The obstacle: superposition
The first surprise is that you can't just point at a single artificial neuron and read off a concept. You'd hope neuron #4,021 meant "French" and neuron #8,114 meant "bridges," but it almost never works that way. Models cram far more concepts than they have neurons by smearing each idea across many neurons, and reusing the same neurons for unrelated ideas.
Anthropic's Toy Models of Superposition showed this cleanly on tiny, fully-understood networks: when a model has more things to represent than it has room for, it packs them in on top of one another — like a cramped studio apartment where the dining table is also the desk and, folded up, the ironing board. That packing, called superposition, is exactly why staring at individual neurons mostly yields mush. The concept you're looking for is real, but it's spread across dozens of neurons that are each also doing three other jobs.
The tool: sparse autoencoders
The breakthrough idea is to unpack that mush with a helper network called a sparse autoencoder. Picture a sorting machine: it takes the model's tangled internal activity and re-expresses it as a long list of features — almost all switched off at any given moment, a handful switched on — ideally each one a single, clean, human-nameable concept.
Anthropic's Towards Monosemanticity first showed this working on a small language model, pulling out features that crisply tracked things like DNA sequences and legal language; a parallel paper from Cunningham and colleagues found much the same. Then Scaling Monosemanticity did it on a real production model and surfaced millions of features — including the now-famous Golden Gate Bridge feature.

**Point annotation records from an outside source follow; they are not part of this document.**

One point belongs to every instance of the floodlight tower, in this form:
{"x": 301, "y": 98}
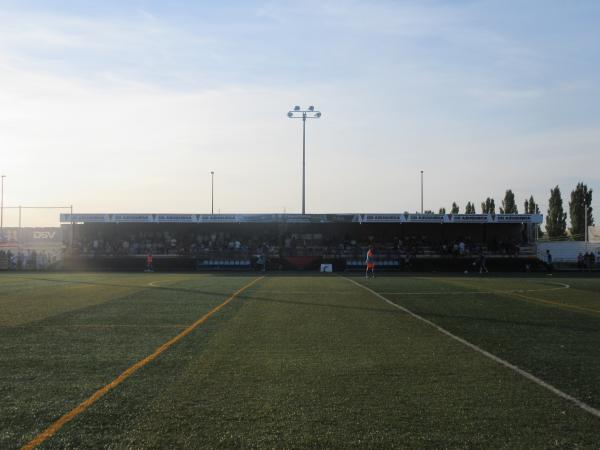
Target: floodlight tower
{"x": 299, "y": 113}
{"x": 2, "y": 204}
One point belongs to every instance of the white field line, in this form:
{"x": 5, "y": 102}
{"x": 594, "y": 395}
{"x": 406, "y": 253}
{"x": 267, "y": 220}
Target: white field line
{"x": 498, "y": 291}
{"x": 587, "y": 408}
{"x": 560, "y": 287}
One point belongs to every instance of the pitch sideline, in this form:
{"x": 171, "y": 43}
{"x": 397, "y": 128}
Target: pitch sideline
{"x": 64, "y": 419}
{"x": 587, "y": 408}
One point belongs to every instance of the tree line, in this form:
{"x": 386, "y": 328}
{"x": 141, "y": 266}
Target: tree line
{"x": 556, "y": 217}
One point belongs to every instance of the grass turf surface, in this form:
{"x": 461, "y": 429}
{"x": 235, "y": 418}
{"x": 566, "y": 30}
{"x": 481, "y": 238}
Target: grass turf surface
{"x": 299, "y": 361}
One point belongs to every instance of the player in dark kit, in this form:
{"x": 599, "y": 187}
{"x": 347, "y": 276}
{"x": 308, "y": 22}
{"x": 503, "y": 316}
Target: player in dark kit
{"x": 370, "y": 263}
{"x": 482, "y": 266}
{"x": 149, "y": 267}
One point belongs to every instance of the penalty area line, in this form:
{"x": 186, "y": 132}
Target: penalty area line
{"x": 587, "y": 408}
{"x": 58, "y": 424}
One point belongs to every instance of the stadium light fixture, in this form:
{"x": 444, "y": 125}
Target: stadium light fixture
{"x": 212, "y": 192}
{"x": 298, "y": 113}
{"x": 2, "y": 204}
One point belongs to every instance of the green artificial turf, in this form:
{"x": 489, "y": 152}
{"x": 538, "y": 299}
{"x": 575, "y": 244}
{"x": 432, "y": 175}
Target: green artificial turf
{"x": 299, "y": 361}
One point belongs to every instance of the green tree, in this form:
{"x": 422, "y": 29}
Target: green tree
{"x": 581, "y": 198}
{"x": 556, "y": 219}
{"x": 508, "y": 204}
{"x": 531, "y": 207}
{"x": 489, "y": 206}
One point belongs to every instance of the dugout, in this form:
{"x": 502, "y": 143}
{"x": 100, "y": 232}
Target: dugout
{"x": 303, "y": 242}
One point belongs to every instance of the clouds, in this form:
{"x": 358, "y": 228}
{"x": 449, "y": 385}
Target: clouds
{"x": 134, "y": 106}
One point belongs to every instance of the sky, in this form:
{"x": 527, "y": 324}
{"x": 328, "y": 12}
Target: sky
{"x": 120, "y": 106}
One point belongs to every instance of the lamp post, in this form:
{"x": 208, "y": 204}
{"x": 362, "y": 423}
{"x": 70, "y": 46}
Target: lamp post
{"x": 585, "y": 235}
{"x": 421, "y": 192}
{"x": 212, "y": 192}
{"x": 2, "y": 204}
{"x": 299, "y": 113}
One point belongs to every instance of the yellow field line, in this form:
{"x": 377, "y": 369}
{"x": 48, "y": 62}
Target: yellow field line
{"x": 56, "y": 426}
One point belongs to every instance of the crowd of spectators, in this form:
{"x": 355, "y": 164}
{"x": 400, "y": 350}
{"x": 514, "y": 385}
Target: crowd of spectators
{"x": 29, "y": 260}
{"x": 586, "y": 261}
{"x": 278, "y": 245}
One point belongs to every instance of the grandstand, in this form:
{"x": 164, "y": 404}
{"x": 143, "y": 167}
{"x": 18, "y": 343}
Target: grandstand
{"x": 302, "y": 242}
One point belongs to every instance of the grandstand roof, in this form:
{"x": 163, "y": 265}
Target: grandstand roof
{"x": 301, "y": 218}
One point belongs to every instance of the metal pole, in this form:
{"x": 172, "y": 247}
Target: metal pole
{"x": 19, "y": 244}
{"x": 585, "y": 236}
{"x": 303, "y": 163}
{"x": 2, "y": 204}
{"x": 421, "y": 192}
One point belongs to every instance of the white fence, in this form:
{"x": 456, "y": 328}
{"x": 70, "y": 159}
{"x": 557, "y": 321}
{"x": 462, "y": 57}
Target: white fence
{"x": 567, "y": 251}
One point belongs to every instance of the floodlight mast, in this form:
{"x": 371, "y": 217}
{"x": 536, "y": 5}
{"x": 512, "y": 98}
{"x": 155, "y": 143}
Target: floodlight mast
{"x": 299, "y": 113}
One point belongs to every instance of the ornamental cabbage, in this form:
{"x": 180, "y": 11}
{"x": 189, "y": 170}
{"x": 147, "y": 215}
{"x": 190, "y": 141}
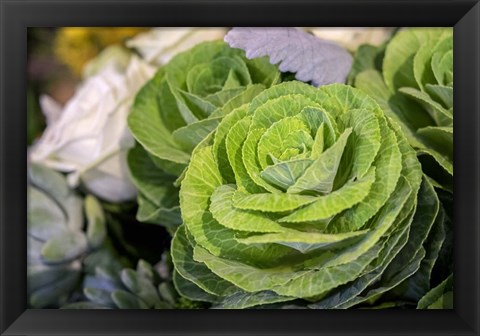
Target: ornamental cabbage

What you can do with features: observe, and steer
Two things become possible once you have this dictionary. The first is to observe — watch which features light up as the model works, to see what it's "thinking about." The second, more tantalizing, is to steer — force a feature on or off and watch the behavior change.
The vivid proof of steering is Golden Gate Claude, a version of the model Anthropic released with the bridge feature cranked all the way up. It became so fixated it would drag almost any conversation back to the bridge, at one point insisting it was the bridge. Silly, but a genuine demonstration: the dials are real, and turning one really does move the model.
Where it falls short
Here's the catch, and it's a big one. Being able to see and gently nudge a feature is not the same as being able to reliably control it — especially when you're trying to suppress something rather than amplify it. A sparse autoencoder only ever captures part of what's happening inside the model; the leftover it can't explain gets discarded, but it keeps flowing through the model untouched. A behavior you believe you've switched off can sneak right through that discarded remainder.
That exact failure is the subject of a recent result we covered: clamp the "refuse" feature on as a safety guardrail, and the harmful behavior comes back anyway — while the dashboard still cheerfully shows the switch engaged.
The takeaway
Mechanistic interpretability is one of the most exciting and fastest-moving corners of AI. For the first time, we can genuinely see some of what goes on inside these systems instead of treating them as sealed black boxes. But the field is young, and the gap between seeing and controlling is wide and not yet bridged. Treat a feature you've found as a real, useful observation — and treat a clean control dashboard as a hopeful hypothesis, not a guarantee.